# Which is the best litter to use?



## spazzy_sparx (Sep 8, 2009)

*Kaytee Wood Pellet Bedding
*Aspen Bedding
*CAREFRESH Bedding and Litter
*Corn Cob Bedding

My mice seriously need a change of bedding, but I don't know which one is best. Please help! My mice seem to have some serious allergies. There will be babies in the cages as well.


----------



## moustress (Sep 25, 2009)

I use Kaytee Aspen Shavings after having tried almost everything else. I love it.


----------



## Jack Garcia (Oct 9, 2009)

I, too, love aspen. It's cheap, reliable, only very VERY rarely produces allergies (in people or mice) and makes great compost for the garden after it's been used.

If you're in the US or Canada you can get big bales of it at farm stores, as it's sold for horses, for really cheap. I don't know for sure about the UK and Europe, but it wouldn't surprise me if it were available over there like that as well.


----------



## spazzy_sparx (Sep 8, 2009)

Aspen isn't cheap where I live! It is actually the more expensive choice and I cant seem to find and feed stores that supply it.

Has anyone tried the other brands?


----------



## SarahY (Nov 6, 2008)

I've had experience of Carefresh carrying mites so I've never bought it again, and since then I've read that a lot of other people have found the same thing. Freezing it would kill the mites I suppose, but I don't really like it as a bedding anyway. I've never used Corncob myself, but I have read in various places that it can cause ringtail in rodents, sometimes resulting in tail loss, due that fact that it's overly absorbant and will dry out the air. I'm not a fan of wood pellets, I don't know the particular brand that you've listed but the ones that I've used have crumbled to dust as soon as they got wet. Aspen is the choice I would make out of the four options you have listed, but wood shavings are my personal preference anyway.

ETA: Where do you live? That might help people come up with a good option for you!

Sarah xxx


----------



## moustress (Sep 25, 2009)

Recycled paper based bedding has been found to be contaminated with mold spores, and when it gets even remotely damp, the stuff can grow and give off toxic fumes.

How big are the bales sold for use with horses? I like to buy in quantity. Gotta find out about that.


----------



## spazzy_sparx (Sep 8, 2009)

SarahY said:


> I've had experience of Carefresh carrying mites so I've never bought it again, and since then I've read that a lot of other people have found the same thing. Freezing it would kill the mites I suppose, but I don't really like it as a bedding anyway. I've never used Corncob myself, but I have read in various places that it can cause ringtail in rodents, sometimes resulting in tail loss, due that fact that it's overly absorbant and will dry out the air. I'm not a fan of wood pellets, I don't know the particular brand that you've listed but the ones that I've used have crumbled to dust as soon as they got wet. Aspen is the choice I would make out of the four options you have listed, but wood shavings are my personal preference anyway.
> 
> ETA: Where do you live? That might help people come up with a good option for you!
> 
> Sarah xxx


I have no idea what type of wood pellets I want, and im not a fan of ringtail. I have already had mites and it sucks! Thanks for all your help.


----------



## spazzy_sparx (Sep 8, 2009)

moustress said:


> Recycled paper based bedding has been found to be contaminated with mold spores, and when it gets even remotely damp, the stuff can grow and give off toxic fumes.
> 
> How big are the bales sold for use with horses? I like to buy in quantity. Gotta find out about that.

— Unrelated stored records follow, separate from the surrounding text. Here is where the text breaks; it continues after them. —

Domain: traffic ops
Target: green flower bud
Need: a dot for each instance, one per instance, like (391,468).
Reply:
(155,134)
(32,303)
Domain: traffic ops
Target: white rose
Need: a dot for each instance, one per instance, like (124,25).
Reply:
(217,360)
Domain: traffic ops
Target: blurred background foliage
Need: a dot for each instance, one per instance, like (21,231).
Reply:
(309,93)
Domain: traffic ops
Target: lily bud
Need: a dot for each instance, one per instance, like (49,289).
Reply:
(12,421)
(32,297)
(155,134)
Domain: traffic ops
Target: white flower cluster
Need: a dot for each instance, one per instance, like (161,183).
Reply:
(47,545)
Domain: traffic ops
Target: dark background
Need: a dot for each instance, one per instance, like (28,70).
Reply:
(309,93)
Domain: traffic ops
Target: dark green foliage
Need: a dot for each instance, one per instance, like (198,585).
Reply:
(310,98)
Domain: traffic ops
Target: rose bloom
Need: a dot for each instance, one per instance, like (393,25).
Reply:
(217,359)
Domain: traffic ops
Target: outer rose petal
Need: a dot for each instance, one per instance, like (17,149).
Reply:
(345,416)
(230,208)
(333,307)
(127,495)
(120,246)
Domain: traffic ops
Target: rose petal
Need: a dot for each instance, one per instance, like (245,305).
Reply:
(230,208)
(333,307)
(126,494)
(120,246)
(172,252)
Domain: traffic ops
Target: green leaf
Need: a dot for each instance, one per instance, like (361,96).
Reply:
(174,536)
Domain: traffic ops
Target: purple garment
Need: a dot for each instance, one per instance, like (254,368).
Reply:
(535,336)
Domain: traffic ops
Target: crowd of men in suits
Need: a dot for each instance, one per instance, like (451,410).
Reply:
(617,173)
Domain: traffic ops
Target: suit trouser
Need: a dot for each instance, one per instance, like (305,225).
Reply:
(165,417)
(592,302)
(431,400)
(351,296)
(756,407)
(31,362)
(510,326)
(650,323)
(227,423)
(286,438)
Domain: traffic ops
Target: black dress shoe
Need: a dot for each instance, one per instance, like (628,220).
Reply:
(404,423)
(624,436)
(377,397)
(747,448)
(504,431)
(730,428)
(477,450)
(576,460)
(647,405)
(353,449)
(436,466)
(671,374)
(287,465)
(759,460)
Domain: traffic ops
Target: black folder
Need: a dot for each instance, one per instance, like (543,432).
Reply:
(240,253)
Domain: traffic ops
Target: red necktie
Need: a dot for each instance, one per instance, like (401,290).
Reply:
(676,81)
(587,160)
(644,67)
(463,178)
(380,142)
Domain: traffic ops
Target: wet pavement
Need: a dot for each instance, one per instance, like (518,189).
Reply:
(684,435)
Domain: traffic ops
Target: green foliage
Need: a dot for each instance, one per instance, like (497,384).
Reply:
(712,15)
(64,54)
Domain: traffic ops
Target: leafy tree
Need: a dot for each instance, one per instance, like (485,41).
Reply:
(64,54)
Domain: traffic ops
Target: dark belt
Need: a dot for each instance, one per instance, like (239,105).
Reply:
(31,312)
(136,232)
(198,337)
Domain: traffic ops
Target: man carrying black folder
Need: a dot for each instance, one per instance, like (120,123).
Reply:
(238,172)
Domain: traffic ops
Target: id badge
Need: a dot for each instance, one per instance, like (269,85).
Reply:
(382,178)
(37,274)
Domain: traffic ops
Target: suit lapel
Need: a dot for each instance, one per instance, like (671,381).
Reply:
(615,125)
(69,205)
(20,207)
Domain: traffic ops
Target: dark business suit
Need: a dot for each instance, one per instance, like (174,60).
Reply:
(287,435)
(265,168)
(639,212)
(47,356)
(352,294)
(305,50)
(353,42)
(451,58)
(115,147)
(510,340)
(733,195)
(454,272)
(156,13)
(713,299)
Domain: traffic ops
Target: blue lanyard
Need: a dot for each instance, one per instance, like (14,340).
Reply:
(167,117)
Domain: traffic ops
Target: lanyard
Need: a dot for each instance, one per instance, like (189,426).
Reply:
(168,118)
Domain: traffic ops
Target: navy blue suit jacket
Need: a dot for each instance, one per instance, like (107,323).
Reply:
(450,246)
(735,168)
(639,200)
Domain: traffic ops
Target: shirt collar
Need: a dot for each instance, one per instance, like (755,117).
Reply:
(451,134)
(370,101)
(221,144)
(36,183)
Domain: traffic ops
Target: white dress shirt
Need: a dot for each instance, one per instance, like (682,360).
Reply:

Good to know that is gross! ...but what if you change it about 2 times per week?

I don't know how big since I can't find it in bails yet. The people I have talked to so far dont even know what aspen is. lol!


----------



## Cait (Oct 3, 2008)

Are you in the US - it sounds like it from the options you've listed...


----------



## spazzy_sparx (Sep 8, 2009)

MouseBreeder said:


> Are you in the US - it sounds like it from the options you've listed...


yup!


----------



## MarlaAlVutha (Nov 7, 2009)

I get my aspen from a place called Tractor Supply. I only pay 10.00 for a large bale (sorry I cant remember what size it is exactly and I thre my last bag away). If I am in the city and need to pick it up I get it from PetCo for 13.00 for the same size.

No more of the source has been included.